第37話 イケメン補正
この容姿じゃイジメというよりわがままな彼女に付き合ってるようにしか思われないってことか? 確かに……納得できる部分もある。美夜子に似た美形だからな、モテて当然だ。
でもなぁ、美夜子以外の女じゃな……。
「うわぁー」
「失礼しちゃうわね。そんな嫌そうな顔しないでくれる?」
「いやぁだって俺、心に決めてる人がいるし」
「誰よ、その女」
「み……」
俺は口をつぐんだ。
美夜子の名前は出さない方がいい。どこでCRATに嗅ぎつけられるかわからないんだ。ここは表現をぼかして言った方がいいだろう。
「そうだな。
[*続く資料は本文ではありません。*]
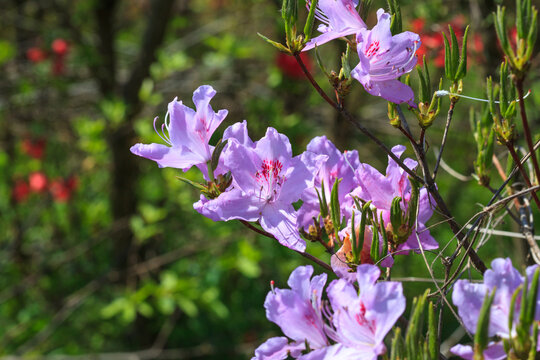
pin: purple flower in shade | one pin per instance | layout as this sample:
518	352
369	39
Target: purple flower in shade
361	320
266	181
337	166
339	17
382	189
469	297
188	131
384	58
298	313
238	132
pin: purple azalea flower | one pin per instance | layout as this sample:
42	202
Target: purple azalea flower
297	311
188	131
266	181
382	189
362	319
238	132
469	297
384	58
494	351
339	17
337	166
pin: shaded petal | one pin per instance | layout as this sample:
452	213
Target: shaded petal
374	186
206	119
494	351
274	146
392	90
310	208
296	317
280	221
298	175
341	294
233	204
277	348
239	132
468	298
384	305
340	352
367	276
505	278
243	163
299	281
181	123
166	156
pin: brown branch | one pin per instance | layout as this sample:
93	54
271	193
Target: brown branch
441	204
160	13
522	170
445	135
354	121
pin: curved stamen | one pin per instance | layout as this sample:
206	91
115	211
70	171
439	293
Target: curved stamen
395	70
157	132
165	135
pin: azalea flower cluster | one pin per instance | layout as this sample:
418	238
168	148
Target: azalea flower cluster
352	326
259	181
37	182
383	57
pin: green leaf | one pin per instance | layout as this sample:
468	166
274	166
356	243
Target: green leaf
308	28
7	51
462	67
448	70
187	306
277	45
481	336
433	339
454	57
217	153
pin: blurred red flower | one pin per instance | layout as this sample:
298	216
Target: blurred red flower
20	191
37	181
289	66
60	47
58	66
35	55
433	41
34	148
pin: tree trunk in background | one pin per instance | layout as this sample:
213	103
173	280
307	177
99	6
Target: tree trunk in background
125	171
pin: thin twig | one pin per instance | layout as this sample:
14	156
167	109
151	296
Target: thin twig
433	190
304	254
523	172
526	130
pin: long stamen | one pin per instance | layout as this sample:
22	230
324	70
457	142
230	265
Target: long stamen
165	135
395	70
441	93
157	132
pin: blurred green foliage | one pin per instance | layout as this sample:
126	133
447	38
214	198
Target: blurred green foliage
187	282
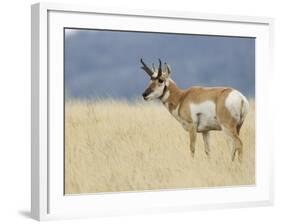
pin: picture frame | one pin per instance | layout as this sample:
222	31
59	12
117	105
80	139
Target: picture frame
48	200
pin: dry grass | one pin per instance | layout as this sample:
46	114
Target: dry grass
116	146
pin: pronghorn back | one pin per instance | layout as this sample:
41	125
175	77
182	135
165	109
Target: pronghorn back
199	109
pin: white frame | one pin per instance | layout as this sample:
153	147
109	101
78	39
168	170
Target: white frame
48	201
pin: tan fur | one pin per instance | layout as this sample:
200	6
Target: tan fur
183	98
179	102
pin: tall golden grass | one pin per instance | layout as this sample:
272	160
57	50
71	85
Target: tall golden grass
120	146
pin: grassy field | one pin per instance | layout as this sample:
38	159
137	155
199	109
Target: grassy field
117	146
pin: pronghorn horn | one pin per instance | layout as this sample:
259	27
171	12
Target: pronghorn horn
160	69
168	68
146	68
153	67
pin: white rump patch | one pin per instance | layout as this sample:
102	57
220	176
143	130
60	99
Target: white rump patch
233	103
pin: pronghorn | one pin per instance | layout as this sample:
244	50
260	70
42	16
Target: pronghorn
199	109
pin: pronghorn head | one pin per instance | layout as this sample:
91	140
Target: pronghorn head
159	80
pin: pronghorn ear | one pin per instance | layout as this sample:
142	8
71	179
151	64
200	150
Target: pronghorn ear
167	73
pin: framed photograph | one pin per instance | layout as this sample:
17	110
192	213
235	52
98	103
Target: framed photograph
148	111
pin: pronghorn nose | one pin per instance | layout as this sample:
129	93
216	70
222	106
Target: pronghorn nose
144	95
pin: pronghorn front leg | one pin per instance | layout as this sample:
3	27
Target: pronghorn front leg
206	138
192	136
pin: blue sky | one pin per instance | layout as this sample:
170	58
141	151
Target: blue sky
101	64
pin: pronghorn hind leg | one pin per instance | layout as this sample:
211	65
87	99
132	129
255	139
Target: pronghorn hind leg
236	142
192	136
206	139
明るい性格で美人なのに可愛くて……それからどうしようもないくらい優しくて、抜けてるところがあるくせに頼りになって、家族みたいに気軽に相手にできるような子だ」
「ねぇ……それ、まさか美亜ちゃんってオチじゃないでしょうね?」
「……」
ほぼ正解だった。
「ああもうっ、その反応図星ね……! このシスコン、きっも!」
「おい見ろよ、なんか痴話喧嘩がはじまったぞ」
「辻中が九曜さんの地雷踏んだんだな。バカな奴め」
真綸が吐き捨てるように言うと、廊下側の席からクラスメイトがヒヤヒヤと笑い始めた。
んん~、と唸りながら真綸はベストブレッドをかじった。ベストブレッドは完全食で栄養バランスはいいが、少女の心の機微を整えるバランスはないようだ。
(くそっ、なにが痴話げんかだよ。こっちは脅されて仕方なく付き合ってるだけなのに……)
俺がそう思っているとドアが開き「失礼します」と言ってスーツ姿の女性が教室に入ってきた。
茶髪のミディアムヘアで仕事ができそうな女性だ。愛嬌がある顔をきりっと引き締めたまま、こっちに歩み寄ってくる。
「真綸ちょっといい?」
「あ、ミナミンどうしたの?」
どうやら真綸の知り合いらしい。相手は年上だが、友達感覚で話している。
「仕事よ。もう学園には話をつけてるから」
「わかった。ちょっと待ってて、荷物をまとめるから」
「なぁ、この人は?」
俺が訊くと、学生鞄にノートやタブレット端末を入れながら真綸がさらっと紹介してくる。
「ミナミン、あたしのマネージャー」
「どうも、いつも真綸がお世話になっております」
ミナミンさんから名刺を渡された。
(
俺がそう思っていると皆見さんが真綸からサラダのカップと学生鞄を受け取った。
「じゃあ悪いけど真綸を借りていくわね」
「全然大丈夫ですよ。むしろ感謝したいくらいです」
俺は皆見さんに微笑み返した。
「ねぇ、ちょっとなに清々しい顔してんのよ」
「いいから真綸、行くわよ」
何か言いたそうな真綸の腕を引き、皆見さんが廊下に出て行く。
ふー今日は静かに昼飯が食べられそうだな。
俺はそっと微笑み、購買で買ってきたパンの袋を開けたのだった。